Autor: Gonçalo M. Tavares
Título: Uma Viagem à
Índia
Género: Romance em
verso
Editora: Caminho
6ª edição 2010
456 páginas
“Este prosaico poema, antipoema e hiper-poema,
com consciência aguda da sua ficcionalidade, navega e vive entre os ecos de
mil-textos-objecto do nosso imaginário de leitores.”
Eduardo Lourenço
Uma
Viagem à Índia
não é uma epopeia que engrandece ou amplifica feitos históricos, não é a
aventura de superação e de conquista de um herói, é antes o confronto do Homem com
as suas falibilidades, derrogando utopias e ambições. Ao longo de dez cantos acompanhamos
a demanda do protagonista, num percurso que não é apenas na horizontal –
Lisboa, Londres, Paris, Praga, Índia, Lisboa - mas é, antes e acima de tudo,
feito na vertical…em queda. O “romance ensina a cair[1]” e
ao mesmo tempo em que se inspira nos clássicos é também assombrado pelo traumático
séc.
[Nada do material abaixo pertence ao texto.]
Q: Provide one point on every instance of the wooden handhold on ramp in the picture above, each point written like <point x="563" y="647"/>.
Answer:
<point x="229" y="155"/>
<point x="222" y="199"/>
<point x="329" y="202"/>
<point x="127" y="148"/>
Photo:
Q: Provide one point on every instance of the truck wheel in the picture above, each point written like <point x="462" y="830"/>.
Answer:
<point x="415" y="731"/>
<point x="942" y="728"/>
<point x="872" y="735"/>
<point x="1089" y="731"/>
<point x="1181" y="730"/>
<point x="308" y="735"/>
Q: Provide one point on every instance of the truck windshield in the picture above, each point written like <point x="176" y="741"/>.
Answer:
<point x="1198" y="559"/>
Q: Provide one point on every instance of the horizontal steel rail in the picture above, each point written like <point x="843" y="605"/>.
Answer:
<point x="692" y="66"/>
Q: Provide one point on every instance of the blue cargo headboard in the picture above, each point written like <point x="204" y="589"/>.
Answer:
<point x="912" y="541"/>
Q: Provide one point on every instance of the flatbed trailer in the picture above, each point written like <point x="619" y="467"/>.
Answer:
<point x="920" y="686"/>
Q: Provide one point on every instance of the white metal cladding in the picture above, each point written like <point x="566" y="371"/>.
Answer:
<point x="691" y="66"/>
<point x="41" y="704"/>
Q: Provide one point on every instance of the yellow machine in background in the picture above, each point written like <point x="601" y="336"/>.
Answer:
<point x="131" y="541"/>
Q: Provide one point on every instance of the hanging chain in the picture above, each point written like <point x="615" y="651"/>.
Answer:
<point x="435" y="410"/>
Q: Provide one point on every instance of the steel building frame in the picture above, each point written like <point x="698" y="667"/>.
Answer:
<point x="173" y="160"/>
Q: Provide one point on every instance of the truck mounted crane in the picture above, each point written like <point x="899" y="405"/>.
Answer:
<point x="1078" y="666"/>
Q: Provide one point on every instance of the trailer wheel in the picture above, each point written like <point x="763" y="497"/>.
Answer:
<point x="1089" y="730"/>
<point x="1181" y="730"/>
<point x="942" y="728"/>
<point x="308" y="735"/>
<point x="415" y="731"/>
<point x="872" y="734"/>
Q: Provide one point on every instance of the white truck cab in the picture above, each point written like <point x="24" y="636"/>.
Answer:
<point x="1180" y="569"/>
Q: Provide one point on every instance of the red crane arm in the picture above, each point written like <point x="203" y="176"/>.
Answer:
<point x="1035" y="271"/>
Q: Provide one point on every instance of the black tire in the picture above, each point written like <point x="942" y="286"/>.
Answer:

XX, como uma caixa de ressonância que ecoa o pessimismo, o tédio e
melancolia, reflecte traições e enganos onde dinheiro é o único valor universal.
O
nosso (anti)herói Bloom – tal como o Ulisses de James Joyce – viu a sua vida
destruturada por um duplo homicídio, um que cometeu e outro que sofreu, e
decide por isso viajar à procura de sabedoria através do esquecimento e de uma fuga
com carácter pedagógico. A figura do Ulisses de Homero
opera aqui como um hipertexto, também ele um anti-herói no seu tempo, pelo
carácter odioso dos processos de que se serviu e dos fins que perseguiu. Esta irreligio (não ligação, irreligião) que distancia o herói clássico
do divino é o que caracteriza o herói contemporâneo de Gonçalo M. Tavares.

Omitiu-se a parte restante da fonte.